Additional Document Info
BACKGROUND: Although the use of microarray technology has seen exponential growth, analysis of microarray data remains a challenge to many investigators. One difficulty lies in the interpretation of a list of differentially expressed genes, or in how to plan new experiments given that knowledge. Clustering methods can be used to identify groups of genes with similar expression patterns, and genes with unknown function can be provisionally annotated based on the concept of "guilt by association", where function is tentatively inferred from the known functions of genes with similar expression patterns. These methods frequently suffer from two limitations: (1) visualization usually only gives access to group membership, rather than specific information about nearest neighbors, and (2) the resolution or quality of the relationships are not easily inferred.

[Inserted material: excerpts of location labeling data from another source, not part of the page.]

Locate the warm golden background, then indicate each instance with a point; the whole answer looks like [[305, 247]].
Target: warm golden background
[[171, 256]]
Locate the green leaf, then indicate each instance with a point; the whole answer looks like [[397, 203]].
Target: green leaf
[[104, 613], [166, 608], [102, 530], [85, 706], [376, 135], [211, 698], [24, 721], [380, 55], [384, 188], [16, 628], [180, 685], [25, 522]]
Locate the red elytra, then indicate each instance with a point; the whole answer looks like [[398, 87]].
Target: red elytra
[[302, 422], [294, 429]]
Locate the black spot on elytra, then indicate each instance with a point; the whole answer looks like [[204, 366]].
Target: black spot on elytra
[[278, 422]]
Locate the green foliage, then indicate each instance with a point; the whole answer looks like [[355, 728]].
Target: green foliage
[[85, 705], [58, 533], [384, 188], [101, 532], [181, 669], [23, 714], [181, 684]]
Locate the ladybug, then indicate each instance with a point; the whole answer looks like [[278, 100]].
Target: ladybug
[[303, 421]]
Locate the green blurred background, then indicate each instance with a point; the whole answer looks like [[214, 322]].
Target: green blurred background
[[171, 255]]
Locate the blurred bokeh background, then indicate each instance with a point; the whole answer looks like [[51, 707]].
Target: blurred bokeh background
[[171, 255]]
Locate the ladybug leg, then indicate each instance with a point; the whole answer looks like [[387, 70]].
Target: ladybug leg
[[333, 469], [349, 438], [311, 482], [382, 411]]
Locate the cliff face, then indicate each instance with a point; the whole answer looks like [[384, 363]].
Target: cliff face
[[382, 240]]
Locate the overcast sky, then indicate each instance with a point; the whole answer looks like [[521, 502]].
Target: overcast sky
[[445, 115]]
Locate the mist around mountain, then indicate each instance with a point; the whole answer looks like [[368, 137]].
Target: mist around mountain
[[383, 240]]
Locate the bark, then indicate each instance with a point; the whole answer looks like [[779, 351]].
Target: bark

METHODOLOGY/PRINCIPAL FINDINGS: We have addressed these issues by improving the precision of similarity detection over that of a single experiment and by creating a tool to visualize tractable association networks: we (1) performed meta-analysis computation of correlation coefficients for all gene pairs in a heterogeneous data set collected from 2,145 publicly available micorarray samples in mouse, (2) filtered the resulting distribution of over 130 million correlation coefficients to build new, more tractable distributions from the strongest correlations, and (3) designed and implemented a new Web based tool (StarNet, http://vanburenlab.medicine.tamhsc.edu/starnet.html) for visualization of sub-networks of the correlation coefficients built according to user specified parameters. CONCLUSIONS/SIGNIFICANCE: Correlations were calculated across a heterogeneous collection of publicly available microarray data. Users can access this analysis using a new freely available Web-based application for visualizing tractable correlation networks that are flexibly specified by the user. This new resource enables rapid hypothesis development for transcription regulatory relationships.